Um homem sem coração

“Não se martirize, Natália, sei que fez com a melhor das intenções. Foi um ato de caridade, seja lá o que isso signifique. E a escolha foi perfeita. Eu mesmo não faria melhor. Aliás, faria a mesma coisa que você, tem toda lógica. São mais de 25 anos à frente do Império das Carnes, no principado do Mandaqui, decepando peles e ossos, fatiando até aquilo sobre o qual ele provavelmente não tinha a menor ideia da procedência. Eu também escolheria o Everaldo para essa operação”, dizia eu, tentando acalmar a mulher em prantos, com as lágrimas concorrendo com o rio de sangue que escorria daquele órgão.

O problema foi a curiosidade, isso foi o que nos trouxe a esse terrível impasse.

Bastava Everaldo, profissional experiente, como já descrito nas linhas anteriores, ter cravado a lâmina afiada e soltado o cabo branco, depois banhado de vermelho. Tudo estaria resolvido.

Mas, por alguma razão, que nem ele conseguia explicar – e certamente a gagueira não ajudava –, resolveu ir além. Queria ver como era. Já conhecia o de boi, o de galinha e até o de cachorro. Mas como seria o de um homem?

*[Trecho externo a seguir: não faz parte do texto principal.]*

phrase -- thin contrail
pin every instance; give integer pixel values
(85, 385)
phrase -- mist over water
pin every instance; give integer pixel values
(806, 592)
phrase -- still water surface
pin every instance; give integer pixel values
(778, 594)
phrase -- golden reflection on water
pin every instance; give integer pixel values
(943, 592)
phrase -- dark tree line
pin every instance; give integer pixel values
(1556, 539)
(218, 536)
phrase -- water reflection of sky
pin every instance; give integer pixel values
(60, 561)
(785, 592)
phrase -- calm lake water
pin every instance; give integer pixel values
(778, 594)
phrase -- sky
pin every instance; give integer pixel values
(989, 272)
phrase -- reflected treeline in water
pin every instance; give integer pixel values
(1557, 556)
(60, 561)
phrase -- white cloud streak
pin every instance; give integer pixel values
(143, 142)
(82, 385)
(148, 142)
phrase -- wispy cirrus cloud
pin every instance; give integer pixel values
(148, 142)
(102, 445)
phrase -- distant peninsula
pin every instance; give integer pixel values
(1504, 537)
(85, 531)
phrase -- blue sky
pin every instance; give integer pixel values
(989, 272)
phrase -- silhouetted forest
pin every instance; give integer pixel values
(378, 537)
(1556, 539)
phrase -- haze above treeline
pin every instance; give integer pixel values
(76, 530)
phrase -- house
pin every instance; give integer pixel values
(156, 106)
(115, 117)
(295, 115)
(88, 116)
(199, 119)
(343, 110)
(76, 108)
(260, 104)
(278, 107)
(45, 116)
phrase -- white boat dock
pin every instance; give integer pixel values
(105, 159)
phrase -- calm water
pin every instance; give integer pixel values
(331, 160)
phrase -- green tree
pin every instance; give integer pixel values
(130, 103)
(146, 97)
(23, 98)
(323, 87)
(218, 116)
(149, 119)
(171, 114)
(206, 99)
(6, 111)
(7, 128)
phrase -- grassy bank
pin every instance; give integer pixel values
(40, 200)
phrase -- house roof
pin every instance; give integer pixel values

Afastou os ossos, cortou artérias, vasos e limpou precisamente. Desatarraxou do meu peito com a facilidade de quem retira uma resistência do chuveiro. E por algum feitiço, maldição ou sabe-se lá o que, eu continuei vivo.

Mas realizado, como nós dois gostaríamos, Natália.

Enfim, transformara-me num homem puramente racional. Sem ataques de raiva, sem cenas dramáticas de amor. Sem telefonemas na madrugada ou gérberas na sua porta por razão qualquer. Nem os cigarros, nem as traições, nem mesmo as rendas penduradas na porta seriam capazes de provocar qualquer reação imprevista no meu corpo de medidas agora milimetricamente calculadas.

Poderia, enfim, ser honesto na minha desonestidade, sem qualquer traço de culpa ou de subssentimentos.

O problema é que naquele momento, olhando para aquilo pulsando, eu, Natália e Everaldo éramos tomados por uma súbita reflexão, terrivelmente inadequada para a ocasião.

Sem os erros do meu coração, o que traria, afinal, razão à minha existência?